Sp-dev-docs: GraphHttpClient fully disabled?

Created on 17 Sep 2019  路  4Comments  路  Source: SharePoint/sp-dev-docs

Category

  • [x] Question
  • [ ] Typo
  • [ ] Bug
  • [ ] Additional article idea

Expected or Desired Behavior

Until recently, our old code which called await this.context['_graphHttpClient']['_getOAuthToken'](); and then this.token = this.context['_graphHttpClient']['_token']; still worked. We know this was removed in 1.9.1 release and we removed it from our code back in April, but we have users who have not upgraded to our latest web part.

Observed Behavior

GraphHttpClient no longer seems to be providing a token. Any customers using the old version of our web part are no longer able to authenticate with graph.

Question

Before we try to track down anyone using the old version of our web part, we just wanted to get official confirmation that GraphHttpClient was intentionally fully disabled. It seems that over the past several days it has been intermittently working and not working, and then this morning it seemed to quit working for anybody still on the old code. We realize it was deprecated, and like I said it has been out of our new code for months, but we hadn't gone out to chase customers who were still on old web parts yet.

spfx-general question

Most helpful comment

_I'm working on tracking down an official answer, but until then..._

GraphHttpClient never made it out of the developer preview phase, which means that it could change at any time. It didn't leverage the current way we obtain tokens and how things were added to the page. In addition, according to your code, the way you were obtaining the access token was using internal stuff, not public APIs, and Microsoft reserves the right to change anything marked as internal without notice.

All 4 comments

Thank you for reporting this issue. We will be triaging your incoming issue as soon as possible.
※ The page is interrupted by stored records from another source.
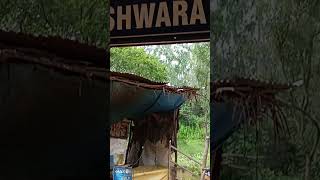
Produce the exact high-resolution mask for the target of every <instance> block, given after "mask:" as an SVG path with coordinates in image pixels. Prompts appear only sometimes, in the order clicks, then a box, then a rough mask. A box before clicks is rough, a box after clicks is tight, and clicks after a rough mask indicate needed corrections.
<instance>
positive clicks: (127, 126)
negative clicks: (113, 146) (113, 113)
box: [110, 120, 130, 139]
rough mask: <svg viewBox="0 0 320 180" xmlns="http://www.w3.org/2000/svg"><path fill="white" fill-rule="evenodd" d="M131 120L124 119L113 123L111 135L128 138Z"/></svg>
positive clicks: (112, 135) (110, 135) (112, 125)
_I'm working on tracking down an official answer, but until then..._

GraphHttpClient never made it out of the developer preview phase, which means that it could change at any time. It didn't leverage the current way we obtain tokens and how things were added to the page. In addition, according to your code, the way you were obtaining the access token was using internal stuff, not public APIs, and Microsoft reserves the right to change anything marked as internal without notice.

Correct. GraphHttpClient was never public, it was replaced with MSGraphHttpClient (which leverages a better graph library, etc.). GraphHttpClient was then deprecated, and has been removed.